The Hummer Index by jc2010sl
March 29, 2011, 8:06 am
Filed under: Uncategorized | Tags: ,

African capitals are like buses it seems; you wait a year for one, and then 2 come along. Hot on the heels of my trip to Monrovia last weekend I’ve now hopped up the coast in the other direction, to Conakry, the capital of Guinea. While Liberia had an unmistakably American air, Guinea belies its status as a former French colony, not matter how prominent it was in asserting a proudly independent African identity. The first signs are the cars; instead of Nissans, a good number of the taxis are Renaults. And then there are the small details; the unmistakably French style of street signs, baguettes for sale on the road side, and people playing boules in the shade.

The other thing that struck me after travelling several countries so close together, has been how quick I and my travelling companions are to assess the level of “development” and the examples we cite to support our assertions. Of course, the development industry has a whole host of metrics, indicators and indicies devoted to the subject. Our reflections, it must be said, are a little less scientific!

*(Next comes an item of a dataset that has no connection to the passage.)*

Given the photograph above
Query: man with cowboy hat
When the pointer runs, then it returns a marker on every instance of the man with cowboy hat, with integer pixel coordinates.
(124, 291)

The most obvious signs of wealth in the country are the state of infrastructure; roads, buildings and railways (if you’re so lucky). But these often reflect a benefits accruing to a rather narrow elite. I was struck for instance to see a train track by the side of the road on the way from the airport. “Do the trains run?” I asked the driver, “Yes,” he said, “delivering bauxite.” Sure enough, the next day I saw 10 or so huge containers rolling into the city, presumably loaded with ore. But there are other signs that give a hint of how much of this wealth has trickled down; public transport for example. Immediately striking on entering Liberia and Guinea was how many fewer motorbike taxis there are, and the better condition of car taxis compared to Sierra Leone. The other indicator is an even smaller detail: the cigarette. Maybe it’s the French cultural influence again, but I’m sure I’ve spotted far more Guineans (or Conakrians I should say) puffing away than I ever encounter in Salone.

But perhaps the most striking indicator proposed by my colleague was the “Hummer index”, which charts development against the length of vehicle. By this measure, Guinea wins hands down.